In V7, h/proc.h changed
the p_ttyp
field to p_pgrp
and now called it the 'process
group leader'. However, there's (still) no way to send a signal to
a process group from user code, although various tools know about
the idea of process groups and will report them to user level (for
example pstat.1m,
which gets this information in the traditional Unix approach of
reading kernel memory, per cmd/pstat.c).
V7 is also where the 'process group' number becomes the process ID of
the first process to open a (serial) tty after it's been closed.
(The V6 ps is aware of p_ttyp
and uses it to report the controlling
terminal, but I don't think it prints it. In any case the specific value
of the 'process group' in V6 isn't very meaningful, since it's still the
address of a kernel structure instead of the PID of the process group
leader.)
The inability to send signals to process groups changed, apparently
independently, in System III and 4BSD. In System III, kill(2)

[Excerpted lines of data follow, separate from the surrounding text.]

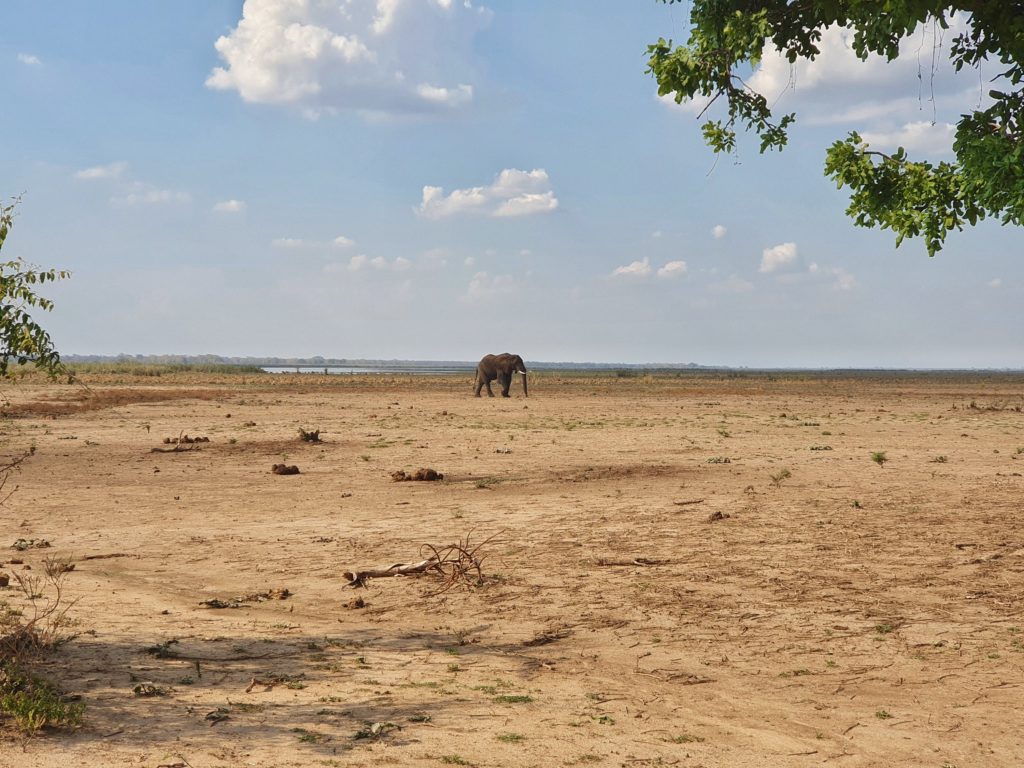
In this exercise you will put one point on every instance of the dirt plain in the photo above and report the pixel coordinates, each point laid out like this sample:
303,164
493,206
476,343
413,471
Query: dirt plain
650,596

documents the modern approach of sending a signal to the a process
group by using a negative 'PID' in the kill(2)
system call. System
III also has an explicit getpgrp(2)
system call and supports setpgrp(2)
.
According to intro.2,
System III claims to differentiate between the 'process group' and
the 'tty group'; however, proc.h
only has the V7 p_pgrp
, and the code to do things like handle
control-C (in tt0.c)
uses p_pgrp
(via signal()
in sig.c).
I don't know enough to say why System III decided to let process
groups change and be exposed explicitly.
In 4BSD the reason for a change is much simpler, because 4BSD
introduced job control. Job control
intrinsically involves multiple process groups, which requires
exposing them to user level code and providing user level code ways
to send signals to entire process groups. As I mentioned in
yesterday's entry, 4BSD implements the
ability to signal process groups in a different way from System
III. Although 4BSD has a separate killpg(2j)
function that calls itself a system call, the actual implementation
uses the kill(2)
system call with the signal number negated instead
of the process ID (see the code for kill() in sys4.c,
and also killpg.s).
By 4.1c BSD there's an actual killpg()
system call, although
kern_sig.c
calls it temporary. Only in 4.3 BSD does the behavior of negative
PIDs appear in kill(2)
, and even then kill.2
says that it's for compatibility with System V. 4.3 BSD is also
where the kill()
system call stops supporting the 4BSD behavior
of sending signals to process groups instead of PIDs through negative
signal numbers (see kern_sig.c).
Before I started down this rabbit hole I would have assumed that you could send signals to process groups as far back as at least V7, and that it would have been done in the modern way. I wouldn't have guessed that signaling process groups was developed separately in both main branches of Unix (AT&T and BSD), and that they initially used different APIs.
Since I just looked it up, POSIX standardized both killpg()
and the modern version of kill()
.
You can of course implement your killpg()
through a POSIX standard
kill()
, so you don't need both as actual system calls.